Drummer Justin Morales drives songs like “Promised Land” and “Burning An Eye” with infallible sure-handedness. Guitarist Chris Costalupes punches up songs like “Roll Forever” with catchy, anthemic riffs and well-timed blasts of feedback. Handsomely bearded bassist Scott “Scaught” Bates provides a limber, muscular low end. And Travis does what any good punk vocalist should: interpret the energy of the music and, with his lyrics and exhausting use of the oxygen in his lungs, translate that energy in a way that’s contagious to the innocent spectator.

Over-Vert is living testament to the fact that exacting precision can make simple music sound complex. The band members describe themselves as “Nirvana sped-up” and cite other influences: “We were all really into The Jesus Lizard when we started this band,” says Morales.

Over-Vert had an opportunity to work with a man associated with some of their favorite recordings: producer Steve Albini.

Albini is best known for his work on massively mega-selling records by Nirvana and Bush and his critically acclaimed work with PJ Harvey and The Pixies, but perhaps the epitome of his aesthetic is the menacing sound of Goat by The Jesus Lizard: a thick bass tone, drums that sound on record like the listener is sitting at the kit, and a guitar sound that hits so high up in your ear that it makes your nose bleed.

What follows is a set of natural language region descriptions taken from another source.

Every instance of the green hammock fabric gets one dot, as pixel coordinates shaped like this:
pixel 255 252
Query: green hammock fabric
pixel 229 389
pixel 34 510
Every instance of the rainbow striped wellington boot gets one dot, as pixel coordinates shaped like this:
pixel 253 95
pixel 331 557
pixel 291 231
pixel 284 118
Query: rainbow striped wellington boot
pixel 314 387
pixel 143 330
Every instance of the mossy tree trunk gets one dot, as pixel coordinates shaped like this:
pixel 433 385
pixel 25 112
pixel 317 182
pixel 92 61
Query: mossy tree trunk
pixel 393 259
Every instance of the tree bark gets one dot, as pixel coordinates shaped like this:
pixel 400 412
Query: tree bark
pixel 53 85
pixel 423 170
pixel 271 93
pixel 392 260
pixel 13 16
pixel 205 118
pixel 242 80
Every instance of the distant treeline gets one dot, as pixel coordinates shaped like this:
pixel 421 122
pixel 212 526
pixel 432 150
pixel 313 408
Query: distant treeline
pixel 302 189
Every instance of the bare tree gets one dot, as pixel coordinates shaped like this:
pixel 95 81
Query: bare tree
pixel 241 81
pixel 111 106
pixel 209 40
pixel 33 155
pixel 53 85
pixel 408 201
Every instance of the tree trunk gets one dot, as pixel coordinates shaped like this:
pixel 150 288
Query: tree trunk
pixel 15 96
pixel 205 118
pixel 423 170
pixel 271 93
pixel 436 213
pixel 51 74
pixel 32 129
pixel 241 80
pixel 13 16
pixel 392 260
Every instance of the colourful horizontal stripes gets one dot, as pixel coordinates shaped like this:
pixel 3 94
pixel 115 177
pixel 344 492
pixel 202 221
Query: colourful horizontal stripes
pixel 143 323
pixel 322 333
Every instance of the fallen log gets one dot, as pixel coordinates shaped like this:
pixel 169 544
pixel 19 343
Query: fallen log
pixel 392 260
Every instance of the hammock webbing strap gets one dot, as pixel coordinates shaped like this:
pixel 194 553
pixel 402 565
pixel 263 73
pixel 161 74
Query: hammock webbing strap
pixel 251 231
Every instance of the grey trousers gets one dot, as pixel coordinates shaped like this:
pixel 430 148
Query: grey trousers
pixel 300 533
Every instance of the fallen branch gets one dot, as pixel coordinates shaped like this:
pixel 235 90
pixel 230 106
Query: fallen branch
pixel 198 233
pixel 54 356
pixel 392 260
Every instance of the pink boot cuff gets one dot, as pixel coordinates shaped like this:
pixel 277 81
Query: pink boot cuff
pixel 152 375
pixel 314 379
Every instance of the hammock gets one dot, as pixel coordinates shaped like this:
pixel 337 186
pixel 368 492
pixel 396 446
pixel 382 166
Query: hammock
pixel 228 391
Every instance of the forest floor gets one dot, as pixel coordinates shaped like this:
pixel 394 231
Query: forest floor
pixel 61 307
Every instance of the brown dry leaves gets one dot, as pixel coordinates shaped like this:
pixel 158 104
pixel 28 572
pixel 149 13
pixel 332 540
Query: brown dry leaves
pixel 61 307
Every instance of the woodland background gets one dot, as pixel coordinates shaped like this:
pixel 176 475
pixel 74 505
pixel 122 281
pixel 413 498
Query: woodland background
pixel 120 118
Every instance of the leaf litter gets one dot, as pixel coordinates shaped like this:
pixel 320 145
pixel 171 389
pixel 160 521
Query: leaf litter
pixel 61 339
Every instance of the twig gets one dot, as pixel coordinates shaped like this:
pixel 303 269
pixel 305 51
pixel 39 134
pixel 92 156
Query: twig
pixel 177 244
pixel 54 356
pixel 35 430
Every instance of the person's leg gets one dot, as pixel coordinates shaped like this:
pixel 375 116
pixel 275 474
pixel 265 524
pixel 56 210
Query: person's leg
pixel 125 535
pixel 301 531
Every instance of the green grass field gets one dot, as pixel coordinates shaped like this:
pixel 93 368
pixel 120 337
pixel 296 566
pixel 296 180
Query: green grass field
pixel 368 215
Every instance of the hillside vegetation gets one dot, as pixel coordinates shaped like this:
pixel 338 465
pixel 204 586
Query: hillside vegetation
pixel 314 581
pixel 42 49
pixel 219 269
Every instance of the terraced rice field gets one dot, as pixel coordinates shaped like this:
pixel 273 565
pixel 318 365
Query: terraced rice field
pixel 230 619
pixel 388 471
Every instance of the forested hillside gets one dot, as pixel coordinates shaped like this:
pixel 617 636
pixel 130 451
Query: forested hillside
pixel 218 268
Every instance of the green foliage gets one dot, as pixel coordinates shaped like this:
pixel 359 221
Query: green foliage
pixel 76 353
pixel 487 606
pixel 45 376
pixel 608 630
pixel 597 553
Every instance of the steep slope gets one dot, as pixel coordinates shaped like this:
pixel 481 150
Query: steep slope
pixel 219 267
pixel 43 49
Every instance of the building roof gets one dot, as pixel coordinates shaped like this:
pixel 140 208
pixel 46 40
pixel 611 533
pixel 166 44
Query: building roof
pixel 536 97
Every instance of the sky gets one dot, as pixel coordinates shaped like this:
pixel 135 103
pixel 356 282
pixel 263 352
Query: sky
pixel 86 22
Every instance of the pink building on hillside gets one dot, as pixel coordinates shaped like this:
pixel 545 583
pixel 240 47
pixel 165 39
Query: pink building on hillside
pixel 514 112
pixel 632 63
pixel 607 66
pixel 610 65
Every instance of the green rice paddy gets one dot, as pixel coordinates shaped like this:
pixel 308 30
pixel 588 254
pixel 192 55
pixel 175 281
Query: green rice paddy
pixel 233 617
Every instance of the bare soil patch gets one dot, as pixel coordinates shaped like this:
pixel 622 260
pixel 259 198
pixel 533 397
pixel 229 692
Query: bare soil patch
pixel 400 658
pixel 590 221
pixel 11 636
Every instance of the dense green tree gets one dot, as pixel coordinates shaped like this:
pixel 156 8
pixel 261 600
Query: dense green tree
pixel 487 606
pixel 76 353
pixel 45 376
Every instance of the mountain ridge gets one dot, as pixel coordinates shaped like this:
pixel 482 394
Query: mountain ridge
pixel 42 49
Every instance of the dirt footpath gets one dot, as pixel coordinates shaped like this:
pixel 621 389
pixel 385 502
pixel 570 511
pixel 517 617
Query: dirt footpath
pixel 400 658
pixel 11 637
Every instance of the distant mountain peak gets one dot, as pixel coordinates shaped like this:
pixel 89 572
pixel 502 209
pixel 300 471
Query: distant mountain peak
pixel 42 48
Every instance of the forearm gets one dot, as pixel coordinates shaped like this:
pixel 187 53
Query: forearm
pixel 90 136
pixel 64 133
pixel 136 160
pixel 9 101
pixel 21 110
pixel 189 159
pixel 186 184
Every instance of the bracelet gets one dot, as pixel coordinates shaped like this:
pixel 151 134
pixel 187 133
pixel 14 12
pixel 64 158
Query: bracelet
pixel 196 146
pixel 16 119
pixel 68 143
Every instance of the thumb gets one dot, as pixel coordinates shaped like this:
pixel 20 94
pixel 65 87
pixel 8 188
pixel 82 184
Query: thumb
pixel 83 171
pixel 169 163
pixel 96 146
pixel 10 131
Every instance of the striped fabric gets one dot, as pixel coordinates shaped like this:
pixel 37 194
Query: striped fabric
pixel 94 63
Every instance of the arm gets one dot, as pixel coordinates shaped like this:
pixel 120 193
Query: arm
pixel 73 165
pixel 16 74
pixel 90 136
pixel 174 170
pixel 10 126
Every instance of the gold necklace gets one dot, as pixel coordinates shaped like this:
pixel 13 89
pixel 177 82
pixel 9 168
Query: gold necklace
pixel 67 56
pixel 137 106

It’s a recording sound that fits Over-Vert perfectly. “We practiced four days a week for months before going in, and he basically recorded us live,” says Morales. “You have to drive across the country to find someone who’s willing to record like that.”

Most modern day record producers and sound engineers rely on sophisticated digital equipment and the note-correction and cut-and-paste capabilities of software like ProTools.

Albini works using all analog equipment and careful mic placement. He mixes by manipulating the live sound of the studio rather than altering it afterward. It makes for recordings that authentically capture the sound of a band.

The Albini recordings of Over-Vert can currently be heard on the band’s Myspace page and a forthcoming, as-yet-untitled CD EP on a new local record label, Renova.

The name of the band, in case you were wondering, is a skateboarding term for going “over-vertical:” grinding with the board at an obtuse angle.

“It shouldn’t be possible. It’s not natural,” says Morales. “It’s like a carnival ride without the straps on.”